David Brooks In-Person in San Francisco

Last night both George Soros and David Brooks were in San Francisco. I saw New York Times columnist David Brooks in conversation with Jane Wales, CEO of the World Affairs Council of Northern California.

I arrived at The Fairmont hotel, atop Nob Hill at the only place where each of the cable car lines meet, a bit early, so I read a book in the lobby. The person sitting next to me was an attractive, young 30’s woman who got on her cell phone and started screeching in the way a teenage girl does about Britney. Only for her it was excitement to see Brooks. (A sign I should enter the dating market?)

I, too, tremored with excitement to see one of my favorite commentators in-person (he even has his own del.icio.us tag). Brooks’ writing combines intelligence with humor. He calls himself a "comic sociologist". His book On Paradise Drive is hilarious.

The talk mostly focused on foreign policy and Iraq, but predictably Brooks sprinkled his remarks with many very funny lines. I was both surprised and not surprised that Brooks seemed pessimistic and discouraged by the world. Surprised because Brooks seems to be the resident optimist in a punditry that loves to bemoan. Not surprised because, well, with the Middle East right now it’s hard not to feel down. Overall, as impressive in-person as in print.

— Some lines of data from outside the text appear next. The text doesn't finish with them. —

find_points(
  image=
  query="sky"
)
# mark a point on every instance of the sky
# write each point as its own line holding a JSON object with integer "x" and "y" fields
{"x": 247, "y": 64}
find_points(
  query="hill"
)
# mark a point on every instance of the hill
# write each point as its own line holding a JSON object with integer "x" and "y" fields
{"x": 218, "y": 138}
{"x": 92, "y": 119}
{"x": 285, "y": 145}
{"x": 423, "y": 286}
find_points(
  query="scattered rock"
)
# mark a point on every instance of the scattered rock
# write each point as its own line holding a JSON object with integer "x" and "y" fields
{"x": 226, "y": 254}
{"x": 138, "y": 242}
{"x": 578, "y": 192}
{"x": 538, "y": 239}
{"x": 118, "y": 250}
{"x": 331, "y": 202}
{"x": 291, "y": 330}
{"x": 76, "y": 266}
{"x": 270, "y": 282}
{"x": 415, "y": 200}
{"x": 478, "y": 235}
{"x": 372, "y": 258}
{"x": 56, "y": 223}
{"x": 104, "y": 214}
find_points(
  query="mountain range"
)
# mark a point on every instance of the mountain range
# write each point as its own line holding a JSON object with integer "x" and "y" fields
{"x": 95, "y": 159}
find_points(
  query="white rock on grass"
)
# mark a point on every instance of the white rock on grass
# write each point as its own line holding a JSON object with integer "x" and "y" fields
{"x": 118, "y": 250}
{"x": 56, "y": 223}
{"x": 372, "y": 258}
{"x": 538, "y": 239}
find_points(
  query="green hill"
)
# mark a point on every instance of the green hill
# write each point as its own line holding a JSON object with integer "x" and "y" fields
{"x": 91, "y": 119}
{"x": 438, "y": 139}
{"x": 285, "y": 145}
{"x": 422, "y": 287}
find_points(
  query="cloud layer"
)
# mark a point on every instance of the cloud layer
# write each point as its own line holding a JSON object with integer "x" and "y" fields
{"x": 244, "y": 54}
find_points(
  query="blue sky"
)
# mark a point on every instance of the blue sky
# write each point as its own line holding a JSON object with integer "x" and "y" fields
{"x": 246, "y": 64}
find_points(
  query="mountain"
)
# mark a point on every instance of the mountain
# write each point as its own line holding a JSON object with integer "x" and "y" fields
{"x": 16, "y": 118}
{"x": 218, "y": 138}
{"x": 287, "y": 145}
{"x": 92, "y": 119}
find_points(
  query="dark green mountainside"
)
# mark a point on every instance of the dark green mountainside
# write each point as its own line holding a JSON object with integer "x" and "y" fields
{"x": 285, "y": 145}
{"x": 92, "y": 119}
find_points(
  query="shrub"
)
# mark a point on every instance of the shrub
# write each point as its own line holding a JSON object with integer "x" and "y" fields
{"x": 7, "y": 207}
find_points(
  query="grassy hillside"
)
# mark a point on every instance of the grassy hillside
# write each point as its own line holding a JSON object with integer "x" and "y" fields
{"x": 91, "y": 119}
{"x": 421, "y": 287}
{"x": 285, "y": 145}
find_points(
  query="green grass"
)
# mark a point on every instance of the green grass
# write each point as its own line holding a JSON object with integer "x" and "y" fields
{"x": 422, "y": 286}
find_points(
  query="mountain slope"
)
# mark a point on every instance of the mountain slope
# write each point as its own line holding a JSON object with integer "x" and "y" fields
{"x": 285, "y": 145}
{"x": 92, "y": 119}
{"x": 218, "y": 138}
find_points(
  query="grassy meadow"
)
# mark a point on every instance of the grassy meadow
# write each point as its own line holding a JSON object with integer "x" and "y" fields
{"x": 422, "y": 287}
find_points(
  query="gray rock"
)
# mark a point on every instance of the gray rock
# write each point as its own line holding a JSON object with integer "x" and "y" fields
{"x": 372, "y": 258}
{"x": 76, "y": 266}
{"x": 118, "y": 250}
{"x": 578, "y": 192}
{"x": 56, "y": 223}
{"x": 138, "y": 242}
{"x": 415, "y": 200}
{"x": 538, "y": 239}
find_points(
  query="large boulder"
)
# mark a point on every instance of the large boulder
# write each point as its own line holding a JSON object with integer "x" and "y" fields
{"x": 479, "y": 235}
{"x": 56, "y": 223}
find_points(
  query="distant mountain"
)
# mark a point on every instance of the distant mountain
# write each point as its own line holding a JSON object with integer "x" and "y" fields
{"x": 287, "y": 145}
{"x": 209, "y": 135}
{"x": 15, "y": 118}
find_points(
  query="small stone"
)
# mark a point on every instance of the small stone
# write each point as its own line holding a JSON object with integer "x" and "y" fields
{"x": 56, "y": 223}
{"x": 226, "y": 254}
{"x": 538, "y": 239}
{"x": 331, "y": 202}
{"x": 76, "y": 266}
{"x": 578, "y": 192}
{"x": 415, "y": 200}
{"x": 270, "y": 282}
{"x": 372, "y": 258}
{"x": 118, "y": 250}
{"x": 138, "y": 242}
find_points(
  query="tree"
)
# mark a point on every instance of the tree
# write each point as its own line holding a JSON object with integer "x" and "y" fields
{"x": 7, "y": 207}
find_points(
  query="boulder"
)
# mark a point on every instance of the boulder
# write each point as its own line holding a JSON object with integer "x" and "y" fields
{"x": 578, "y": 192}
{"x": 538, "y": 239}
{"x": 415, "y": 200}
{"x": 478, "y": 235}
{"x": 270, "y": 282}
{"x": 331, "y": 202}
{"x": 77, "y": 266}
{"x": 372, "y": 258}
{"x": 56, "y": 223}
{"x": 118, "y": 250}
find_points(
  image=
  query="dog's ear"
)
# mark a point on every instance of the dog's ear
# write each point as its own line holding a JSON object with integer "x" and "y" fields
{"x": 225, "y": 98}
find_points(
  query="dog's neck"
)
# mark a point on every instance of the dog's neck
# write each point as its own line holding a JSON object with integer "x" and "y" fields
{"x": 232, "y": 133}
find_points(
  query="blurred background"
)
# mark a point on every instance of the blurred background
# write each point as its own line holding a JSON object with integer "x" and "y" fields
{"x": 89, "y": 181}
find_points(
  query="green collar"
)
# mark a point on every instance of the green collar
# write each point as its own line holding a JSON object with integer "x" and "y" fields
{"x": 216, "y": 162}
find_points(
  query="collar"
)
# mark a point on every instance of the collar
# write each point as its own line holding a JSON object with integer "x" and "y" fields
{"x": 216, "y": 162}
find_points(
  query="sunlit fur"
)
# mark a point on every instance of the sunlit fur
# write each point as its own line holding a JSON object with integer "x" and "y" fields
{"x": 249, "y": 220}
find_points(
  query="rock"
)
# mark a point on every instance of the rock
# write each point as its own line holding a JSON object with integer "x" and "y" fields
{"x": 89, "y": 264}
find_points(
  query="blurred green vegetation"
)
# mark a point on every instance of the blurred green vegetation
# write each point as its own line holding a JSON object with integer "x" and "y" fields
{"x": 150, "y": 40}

The WAC — of which I’m a member — continues to impress. Future programs this month include Tom Campbell in conversation with Lou Dobbs, then Bob Woodward, and Joseph Stiglitz. Jane Wales is one of the most impressive people I’ve ever met and a real treat for San Francisco.

Scattered notes:

  • The enemy we’re facing — radical Islamists — may have a way of looking at the world that can’t be captured with our current vocabulary. It’s not simple ideology, or religion, or politics. It’s some mixture of that plus fantasy and identity. It’s hard to agree on a diagnosis, let alone a solution, to a problem that’s so hard to box.
  • Iraq fiasco has shown we may not be able to defeat this enemy militarily.
  • The Greeks knew that feeling like you’re making a difference — receiving recognition — is at the heart of human desires. (And when you vote, in a democracy, you feel respected and dignified.)
  • The kind of bourgeois capitalism that’s defining upper class America says that we can find contentment in petty pleasures.
  • Loss of confidence by Americans in every institution in American life the past few years.
  • How to give a speech if you’re a pundit: name drop with crushing banality. "So I was talking to Dick the other day — uh, yeah Dick Cheney — and he confirmed that there are in fact three branches of government."
  • Not enough troops in Iraq, but can’t raise the troop levels because of political cost to Bush. Bush would raise troops if generals asked, but they won’t b/c they don’t want to put him in that position.
  • Iraq is succumbing to the rules of nature. If California had no police or state troopers and the criminals were let out of jail, it would look similar.
  • We need to stay in Iraq. The best of bad options. If we left, the Iraqis who supported democracy in the first place would be the first to be killed.
  • Bush has increased domestic anti-poverty spending and foreign aid to Africa more than any of his predecessors.
  • Two strains of conservatism: Catholic social teaching tradition and the libertarian tradition. Bush subscribes to the former. This is the "compassionate" branch.
  • An important polling question to watch is, "Do you trust government to do the right thing most of the time?" Right now it’s at a low.
  • Civility in congress is low. At a Democratic congresswoman’s house in D.C. at a reception to talk about bipartisanship, a woman said, "I don’t hate Bush, but I regard him like the guy who molested my daughter."
  • American people are "seldom wise, but often sensible."
  • No evidence in any reports that political pressures altered intelligence. Every foreign intelligence agency and Saddam’s own generals thought he had nukes.